Demystifying Video Reasoning

Overview

This is the official repository for Demystifying Video Reasoning.

Introduction

Recent advances in video generation have revealed an unexpected phenomenon: diffusion-based video models exhibit non-trivial reasoning capabilities. Prior work attributes this to a Chain-of-Frames (CoF) mechanism, where reasoning is assumed to unfold sequentially across video frames. In this work, we challenge this assumption and uncover a fundamentally different mechanism. We show that reasoning in video models instead primarily emerges along the diffusion denoising steps. Through qualitative analysis and targeted probing experiments, we find that models explore multiple candidate solutions in early denoising steps and progressively converge to a final answer, a process we term Chain-of-Steps (CoS). Beyond this core mechanism, we identify several emergent reasoning behaviors critical to model performance: (1) working memory, enabling persistent reference; (2) self-correction and enhancement, allowing recovery from incorrect intermediate solutions; and (3) perception before action, where early steps establish semantic grounding and later steps perform structured manipulation. During a diffusion step, we further uncover self-evolved functional specialization within Diffusion Transformers, where early layers encode dense perceptual structure, middle layers execute reasoning, and later layers consolidate latent representations. Motivated by these insights, we present a simple training-free strategy as a proof-of-concept, demonstrating how reasoning can be improved by ensembling latent trajectories from identical models with different random seeds. Overall, our work provides a systematic understanding of how reasoning emerges in video generation models, offering a foundation to guide future research in better exploiting the inherent reasoning dynamics of video models as a new substrate for intelligence.

News

[2026-04-15] Tools for intermediate step decoding and layer-wise token-level visualization are released.
[2026-03-20] We have released the paper Demystifying Video Reasoning.

Release Plan

Intermediate steps decoding tool
Layer-wise token-Level visualization tool

Installation

pip install -e .
pip install matplotlib scikit-learn   # for token visualization

Model Download

Wan2.2-I2V-A14B

Download from Hugging Face:

huggingface-cli download Wan-AI/Wan2.2-I2V-A14B --local-dir ./models/Wan-AI/Wan2.2-I2V-A14B

Wan2.1-I2V-14B-720P

Download from Hugging Face:

huggingface-cli download Wan-AI/Wan2.1-I2V-14B-720P --local-dir ./models/Wan-AI/Wan2.1-I2V-14B-720P

LTX-2.3 (Repackaged)

Download from Hugging Face:

huggingface-cli download DiffSynth-Studio/LTX-2.3-Repackage --local-dir ./models/DiffSynth-Studio/LTX-2.3-Repackage
huggingface-cli download google/gemma-3-12b-it-qat-q4_0-unquantized --local-dir ./models/google/gemma-3-12b-it-qat-q4_0-unquantized

Note: Models are also auto-downloaded at runtime if not found locally.
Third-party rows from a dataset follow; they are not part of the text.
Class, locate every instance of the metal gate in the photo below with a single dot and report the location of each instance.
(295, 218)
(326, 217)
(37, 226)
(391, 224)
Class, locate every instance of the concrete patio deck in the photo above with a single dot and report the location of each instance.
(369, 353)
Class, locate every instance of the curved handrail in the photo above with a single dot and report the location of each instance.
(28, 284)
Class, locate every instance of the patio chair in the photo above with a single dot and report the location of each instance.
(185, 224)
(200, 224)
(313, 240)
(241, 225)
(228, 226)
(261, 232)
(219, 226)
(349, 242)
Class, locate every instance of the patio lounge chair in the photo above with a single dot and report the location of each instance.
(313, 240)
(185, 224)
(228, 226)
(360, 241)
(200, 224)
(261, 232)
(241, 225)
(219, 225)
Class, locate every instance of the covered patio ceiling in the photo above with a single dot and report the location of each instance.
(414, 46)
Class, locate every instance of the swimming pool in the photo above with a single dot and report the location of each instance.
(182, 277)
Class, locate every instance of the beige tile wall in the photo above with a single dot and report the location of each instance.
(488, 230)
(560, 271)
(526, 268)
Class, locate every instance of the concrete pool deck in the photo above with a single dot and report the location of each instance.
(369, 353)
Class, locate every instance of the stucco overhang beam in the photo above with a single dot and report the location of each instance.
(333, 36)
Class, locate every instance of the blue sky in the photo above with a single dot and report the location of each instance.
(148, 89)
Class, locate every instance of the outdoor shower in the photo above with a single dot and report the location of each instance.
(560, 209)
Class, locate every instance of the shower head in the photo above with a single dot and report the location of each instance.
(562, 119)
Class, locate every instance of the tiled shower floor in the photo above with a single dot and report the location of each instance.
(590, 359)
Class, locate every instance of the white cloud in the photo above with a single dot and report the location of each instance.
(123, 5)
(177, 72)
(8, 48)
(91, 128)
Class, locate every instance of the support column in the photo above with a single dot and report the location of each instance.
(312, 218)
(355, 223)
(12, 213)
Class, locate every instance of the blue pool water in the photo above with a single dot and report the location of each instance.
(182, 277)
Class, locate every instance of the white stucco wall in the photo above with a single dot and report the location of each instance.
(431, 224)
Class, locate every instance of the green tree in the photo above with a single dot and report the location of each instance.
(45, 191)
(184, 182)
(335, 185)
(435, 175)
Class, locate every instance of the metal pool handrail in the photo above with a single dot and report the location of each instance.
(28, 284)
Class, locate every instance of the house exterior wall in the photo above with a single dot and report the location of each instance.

VBVR lora model family trained on VBVR-Dataset

Download VBVR-Wan2.2 from Hugging Face, VBVR-Wan2.1 from Hugging Face, VBVR-LTX2.3 from Hugging Face:

huggingface-cli download Video-Reason/VBVR-Wan2.1-diffsynth --local-dir ./models/VBVR/VBVR-Wan2.1-diffsynth
huggingface-cli download Video-Reason/VBVR-Wan2.2-diffsynth --local-dir ./models/VBVR/VBVR-Wan2.2-diffsynth
huggingface-cli download Video-Reason/VBVR-LTX2.3-diffsynth --local-dir ./models/VBVR/VBVR-LTX2.3-diffsynth

Evaluation Data

Download the VBVR-Bench evaluation data from Hugging Face:

huggingface-cli download Video-Reason/VBVR-Bench-Data --repo-type dataset --local-dir ./data/VBVR-Bench

The evaluation data has the following structure:

data/VBVR-Bench/
├── In-Domain_50/
│   ├── G-xxx_task_name_data-generator/
│   │   ├── 00000/
│   │   │   ├── first_frame.png
│   │   │   ├── final_frame.png
│   │   │   ├── ground_truth.mp4
│   │   │   └── prompt.txt
│   │   ├── 00001/
│   │   └── ...
│   └── ...
└── Out-of-Domain_50/
    └── ...

Tools

1. Per-Diffusion-Step Visualization (VBVR-Bench)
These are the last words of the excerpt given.